Le leguminose sono piante speciali, da molti punti di vista. Conosciamole meglio!
In un’epoca in cui la sostenibilità ambientale e il risparmio economico sono prioritari, riscoprire queste colture significa fare del bene al pianeta e al proprio portafoglio, riducendo la dipendenza dai concimi chimici.
È noto che, per crescere sane e rigogliose, tutte le piante (e ancor più quelle da orto) hanno bisogno di adeguate concimazioni nel corso dell’anno.
Vengono così apportate una serie di sostanze nutritive e ognuna possiede una funzione specifica: alla base di tutto c’è senza dubbio l’azoto, dal momento che svolge un ruolo fondamentale per la crescita stessa della pianta e per la formazione del fogliame.
Il fosforo, invece, è importante per la fase di fioritura e per ottenere frutti dalle ottime qualità organolettiche.
Il potassio, infine, aumenta la resistenza delle piante al freddo e ai parassiti.
Ma sapevi che le leguminose non hanno bisogno di essere concimate con l’azoto?
E non è tutto!
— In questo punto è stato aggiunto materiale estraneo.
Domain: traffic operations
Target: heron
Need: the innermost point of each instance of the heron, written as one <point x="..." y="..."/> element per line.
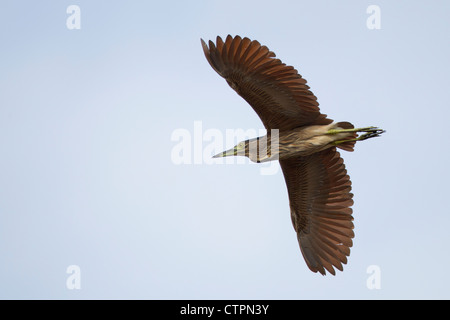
<point x="318" y="186"/>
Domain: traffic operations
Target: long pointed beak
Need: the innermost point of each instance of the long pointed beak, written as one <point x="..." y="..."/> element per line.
<point x="230" y="152"/>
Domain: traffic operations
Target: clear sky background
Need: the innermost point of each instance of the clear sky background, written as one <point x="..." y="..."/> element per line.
<point x="87" y="176"/>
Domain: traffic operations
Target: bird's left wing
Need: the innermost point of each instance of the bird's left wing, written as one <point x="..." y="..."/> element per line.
<point x="278" y="94"/>
<point x="320" y="200"/>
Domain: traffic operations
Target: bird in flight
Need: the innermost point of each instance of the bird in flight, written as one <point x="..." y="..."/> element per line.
<point x="304" y="141"/>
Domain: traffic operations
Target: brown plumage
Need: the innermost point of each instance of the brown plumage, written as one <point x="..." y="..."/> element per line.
<point x="316" y="178"/>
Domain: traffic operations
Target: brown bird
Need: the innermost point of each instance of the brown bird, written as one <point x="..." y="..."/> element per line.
<point x="302" y="139"/>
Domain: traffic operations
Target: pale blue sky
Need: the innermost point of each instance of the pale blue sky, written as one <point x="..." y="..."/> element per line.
<point x="87" y="179"/>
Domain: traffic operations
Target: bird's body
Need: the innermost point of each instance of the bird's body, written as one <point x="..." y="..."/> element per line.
<point x="302" y="139"/>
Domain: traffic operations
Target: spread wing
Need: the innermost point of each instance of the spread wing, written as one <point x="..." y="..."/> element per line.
<point x="277" y="93"/>
<point x="320" y="200"/>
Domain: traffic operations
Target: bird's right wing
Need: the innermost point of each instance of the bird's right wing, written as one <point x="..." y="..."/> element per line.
<point x="277" y="93"/>
<point x="320" y="200"/>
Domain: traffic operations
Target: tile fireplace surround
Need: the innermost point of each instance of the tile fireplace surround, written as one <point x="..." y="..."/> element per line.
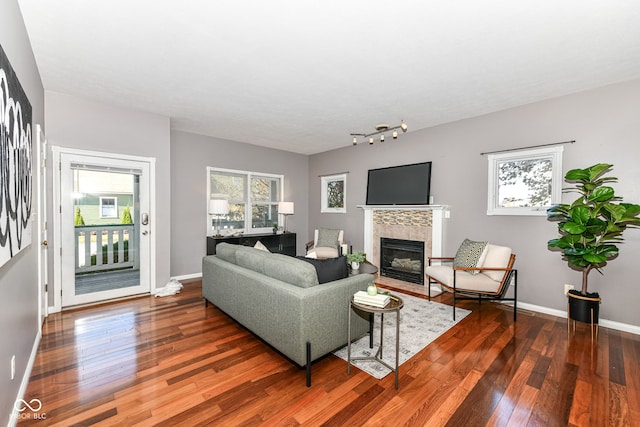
<point x="416" y="222"/>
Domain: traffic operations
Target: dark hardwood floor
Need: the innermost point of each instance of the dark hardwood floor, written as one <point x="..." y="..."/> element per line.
<point x="171" y="361"/>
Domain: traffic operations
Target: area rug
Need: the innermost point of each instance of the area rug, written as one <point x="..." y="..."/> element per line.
<point x="421" y="322"/>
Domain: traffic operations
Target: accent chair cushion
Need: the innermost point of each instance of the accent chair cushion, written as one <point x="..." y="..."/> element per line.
<point x="464" y="280"/>
<point x="497" y="257"/>
<point x="470" y="254"/>
<point x="323" y="252"/>
<point x="329" y="269"/>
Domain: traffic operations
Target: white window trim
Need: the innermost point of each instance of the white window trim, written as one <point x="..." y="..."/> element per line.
<point x="248" y="204"/>
<point x="115" y="204"/>
<point x="552" y="153"/>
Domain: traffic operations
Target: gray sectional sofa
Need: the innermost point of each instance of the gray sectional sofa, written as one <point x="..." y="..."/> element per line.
<point x="278" y="298"/>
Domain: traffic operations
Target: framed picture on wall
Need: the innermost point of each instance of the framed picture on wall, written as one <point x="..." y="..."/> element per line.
<point x="16" y="191"/>
<point x="333" y="193"/>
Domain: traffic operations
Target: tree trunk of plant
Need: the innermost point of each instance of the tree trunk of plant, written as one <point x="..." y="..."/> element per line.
<point x="585" y="273"/>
Nella normale rotazione dell’orto, i terreni dove sono stati coltivati legumi risultano più ricchi di nutrienti.
Com’è possibile? La magia della simbiosi
Le leguminose sono del tutto autosufficienti per quanto riguarda l’azoto poiché riescono ad utilizzare l’azoto presente in abbondanza nell’aria e normalmente inutilizzabile da parte delle piante.
Un’abilità unica, frutto di un rapporto di simbiosi mutualistica con dei batteri cosiddetti “azotofissatori”, appartenenti principalmente al genere Rhizobium, in grado cioè di assorbire l’azoto atmosferico e di trasformarlo al fine di renderlo fruibile dalla pianta che li ospita e che, in cambio, gli fornisce gli zuccheri necessari alla sopravvivenza.
Se provate a sradicare una pianta di fave o fagioli, noterete sulle radici dei piccoli noduli rotondi: sono le “centraline” dove avviene questo straordinario processo biochimico.
Uno scambio, insomma, decisamente vantaggioso per entrambe le parti!
Una ricchezza inestimabile per il suolo e la salute
Con questo metodo, le leguminose ricevono una grande quantità di azoto e possono permettersi addirittura di accumulare l’eccesso nei semi, sotto forma di proteine.
Ecco perché i legumi ne sono così ricchi, al punto da costituire una valida alternativa alla carne.
Quando poi arrivano alla fine del loro ciclo, attraverso la decomposizione rilasciano ulteriore azoto nel terreno, arricchendolo e rendendolo praticamente già pronto ad ospitare nuove colture.
Per chi coltiva l’orto, una tecnica fondamentale da adottare è il sovescio: consiste nell’interrare la pianta di leguminosa (come il trifoglio, la veccia o il pisello da foraggio) nel momento della fioritura.
In questo modo, tutta la biomassa e l’azoto accumulato vengono ceduti direttamente al terreno, migliorandone anche la struttura fisica e la capacità di trattenere l’acqua.

Perché coltivarle oggi?
Oltre alla fertilità, le leguminose giocano un ruolo chiave nella biodiversità: i loro fiori sono tra i preferiti dalle api e dagli impollinatori.
Inoltre, inserire ceci, lenticchie o lupini nella propria dieta aiuta a ridurre l’impronta carbonica individuale, poiché la loro produzione richiede molta meno acqua e suolo rispetto alle proteine di origine animale.
Coltivare legumi, oggi, non è solo una scelta agronomica, ma un vero atto di consapevolezza ecologica.